Today I took Max to the mall by myself to meet my sister. As I was putting him in his car seat I thought, #1 I hope I don't drop him!, #2 I hope I don't hurt myself! #3 How am I going to get him out once we get there and back in?!

I've been going along, seeing him grow, knowing he's getting bigger, but still thinking I can tote him around like the little peanut he once was. Denying that in truth, he is much too big for me to be lifting. Or carrying, or holding all day on his attached days.

We went to the doctor last week for an exam and to try to figure out why he's been waking so much in the night, having fitful nights of sleep. We're still working on that issue, but we did go away knowing that he weighs 45 pounds. And is 46 inches tall. I am 5'4" and 130 pounds. Next year will he be 5 feet? Weighing closer to 100 pounds?
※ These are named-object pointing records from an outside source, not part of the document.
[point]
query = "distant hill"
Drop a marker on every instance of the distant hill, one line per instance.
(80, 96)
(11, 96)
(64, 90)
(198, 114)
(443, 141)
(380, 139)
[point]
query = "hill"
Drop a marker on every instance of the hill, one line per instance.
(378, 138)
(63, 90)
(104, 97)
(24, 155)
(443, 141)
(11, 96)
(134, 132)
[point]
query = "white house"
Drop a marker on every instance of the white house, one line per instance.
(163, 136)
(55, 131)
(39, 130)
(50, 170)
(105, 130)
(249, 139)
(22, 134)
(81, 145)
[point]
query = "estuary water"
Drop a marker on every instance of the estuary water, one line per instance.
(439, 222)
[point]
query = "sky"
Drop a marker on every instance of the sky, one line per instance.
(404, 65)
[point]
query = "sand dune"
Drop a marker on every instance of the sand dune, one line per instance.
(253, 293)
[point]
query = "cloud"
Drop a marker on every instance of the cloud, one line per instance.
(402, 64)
I'm sure this issue of thinking life is one thing, and realizing one day it's all together different will always be the case with Max. But for now, we got a new tool to help ease into the transitions of reality.
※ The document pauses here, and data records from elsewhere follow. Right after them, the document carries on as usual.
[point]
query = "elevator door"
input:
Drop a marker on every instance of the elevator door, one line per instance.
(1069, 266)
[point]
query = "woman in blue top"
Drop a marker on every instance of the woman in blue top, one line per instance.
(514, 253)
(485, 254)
Last month, I was looking on Craigslist for special needs know just to pass the time. I found a Hoyer lift. These machines cost around $2,000 brand new. This one on Craigslist was $100. (Yes only two zeros) It had only been used two times before the previous user passed away. Our DME rep. told us we would need to wait a year before trying to get Max one because of all of the equipment we were needing to get this year, so we went ahead an bought this one we found.

Steve went to pick it up, and we ordered a sling to fit Max to lift him. Last week, we got the sling, and here are the results.

Here he is in his Chill-out Chair. He's not sleeping, the flash just made him close his eyes. I've got the sling under him at this point because I had used the lift previously to put him in the chair to eat, and just left it under him.

I moved the chair within the legs of the lift to get him right under the arms.

Got him all hooked in and ready for take-off.

Here's a short video of him going up...don't mind the Tarzan soundtrack in the background...we were rocking out!

And now he's up, out of his chair, and ready to be moved to the floor for a diaper change, to his bed, or to a bath!

This time, he was being put down for a diaper change after eating. Here's a video showing how slowly and gently and puts him down. And how comfortable he is with it.

It's helping. But I am still finding myself wanting to quickly move him, or carry him, or hold him like I think I can. But with every manual lift I remember, there are tools to help me care for him. I just have to move out of the way of myself and use them. They are just help in the care for Max. They are not Max. And if I can remember that, I think the denial won't creep up on me so much.